Tonight my dream began with my mom, Ria, and my dad, Hearte, hugging one another in a meadow, which resembles a storybook. To most kids my age, sixteen going on thirty, as Mom’s always telling me, seeing their parents in any kind of embrace would usually send them into a gross-out fest. For me, it’s never been like that—my parents’ being all over one another is pretty much the norm in our house.
They’re always connected, whether they’re attached at the hip or not. There’s this unseen bond the two of them have, which is pretty amazing. It’s always been my older brother Hudson, my parents, and me—Jacey. Our only extended family is my Aunt Grace, Mom’s sister. She often makes the two-hour trip from her small Northern Ontario home, Nemele, to come and check up on us.

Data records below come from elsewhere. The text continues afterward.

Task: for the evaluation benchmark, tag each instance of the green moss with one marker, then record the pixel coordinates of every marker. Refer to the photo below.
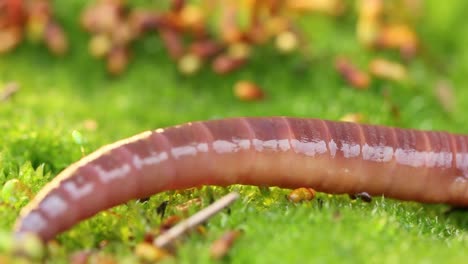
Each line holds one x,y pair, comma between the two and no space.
58,94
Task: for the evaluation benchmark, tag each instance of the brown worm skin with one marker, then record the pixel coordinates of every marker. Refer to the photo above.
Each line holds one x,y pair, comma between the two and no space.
332,157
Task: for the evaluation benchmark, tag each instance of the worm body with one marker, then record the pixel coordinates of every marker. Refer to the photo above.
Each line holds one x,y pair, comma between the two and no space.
331,157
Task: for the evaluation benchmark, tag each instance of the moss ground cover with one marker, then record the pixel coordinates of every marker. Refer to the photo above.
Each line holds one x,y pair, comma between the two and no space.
58,96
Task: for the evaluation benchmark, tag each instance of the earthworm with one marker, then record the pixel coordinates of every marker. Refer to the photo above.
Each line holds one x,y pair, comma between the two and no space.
332,157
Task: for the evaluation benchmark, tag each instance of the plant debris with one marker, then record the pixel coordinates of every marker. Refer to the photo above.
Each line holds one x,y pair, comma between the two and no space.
167,237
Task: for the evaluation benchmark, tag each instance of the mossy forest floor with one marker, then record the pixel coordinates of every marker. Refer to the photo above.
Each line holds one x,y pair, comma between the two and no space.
58,96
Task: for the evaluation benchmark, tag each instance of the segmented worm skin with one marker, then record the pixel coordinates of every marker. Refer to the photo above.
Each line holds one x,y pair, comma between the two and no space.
332,157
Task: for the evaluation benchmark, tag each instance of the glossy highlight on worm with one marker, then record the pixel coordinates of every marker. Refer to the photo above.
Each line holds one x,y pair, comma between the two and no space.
332,157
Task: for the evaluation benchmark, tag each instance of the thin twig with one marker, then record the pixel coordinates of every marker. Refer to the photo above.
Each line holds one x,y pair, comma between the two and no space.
9,90
196,219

I love when she comes to visit, because the reality of my world knows full well it’s nearly impossible to keep up with us. We move around a lot. We’ve never stayed in one place long enough for it to become a real home. You could say we’re gypsies— not the headdress-wearing, cymbal-clanging stereotypical kind, but the ones who make their home wherever their family ends up.
My parents have jobs that keep us on the move. We travel all over the world. Mom is into ‘get green’ initiatives. She’s always on top of the next new thing to save the environment, and in her business, there isn’t only one place to live when you’re trying to change the world, one recyclable at a time. Dad, his job’s a little harder to define. I’ve never given his a name. All I know is he can drop everything and move whenever Mom says we have to. He’s always telling Hudson and me that he keeps his day job by protecting the very essence of the Earth—minerals.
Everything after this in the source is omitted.